The book has just been released in the United States by Beaufort Books, seemingly because, in light of the firebombing, they figured it might be a good idea for more than a handful of people to have read the book, as Beaufort's president, Eric Kampmann, explained:
"We felt that... it was better for everybody... to let the conversation switch from a conversation about terrorists and fearful publishers to a conversation about the merits of the book itself."Reports say the British release is "in limbo", but with the book now out in the US reviews are already appearing. The LA Times seem to have got in there first, and here's what they have to say:
"The Jewel of Medina is a second-rate bodice ripper or, rather, a second-rate bodice ripper-style romance (it doesn't really have sex scenes). It's readable enough, but it suffers from large swaths of purple prose. "So, worth all the fuss then?

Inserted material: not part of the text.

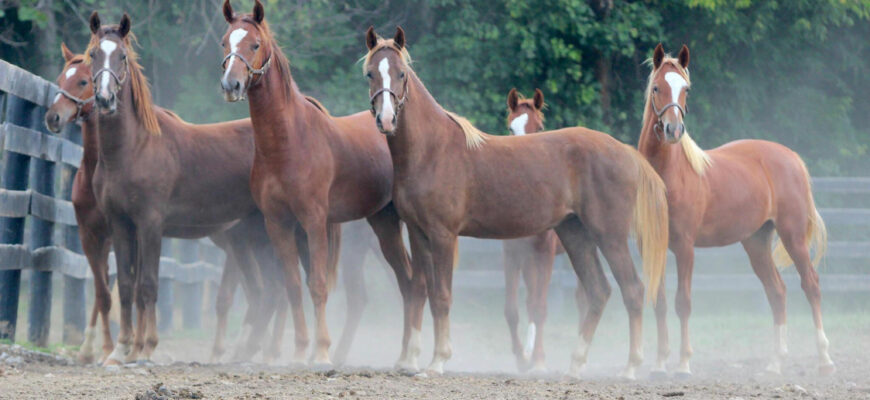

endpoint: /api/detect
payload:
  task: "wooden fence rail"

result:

Update: Read what Ayaan Hirsi Ali, herself a victim of extremist outrage, has to say about the Jewel of Medina controversy. Since the book came out she's been reading it quickly and has "barely found a trace" of anything that could be considered offensive to Muslims. She applauds publishers for their bravery in stepping up and publishing the book, but she's not impressed with Jones' "poorly written" effort:
"Ms Jones does not condemn Mohammed for having sex with Aisha at the age of nine. The sex scene is not described graphically and its conclusion for Aisha is described by Ms Jones as something Aisha always wanted. All the behavior considered immoral and misogynistic in the modern day Western attitudes that offends Muslims are repeated in the novel and affirmed. Rather than being a challenge to Islam, The Jewel of Medina is a pro-Islamic, Pro-Mohammed novel and could easily serve as propaganda material for any Muslim organization promoting the idea that Muslim women must not only accept the position that Islam ascribes to them but should also view that inferior position as a gift from God."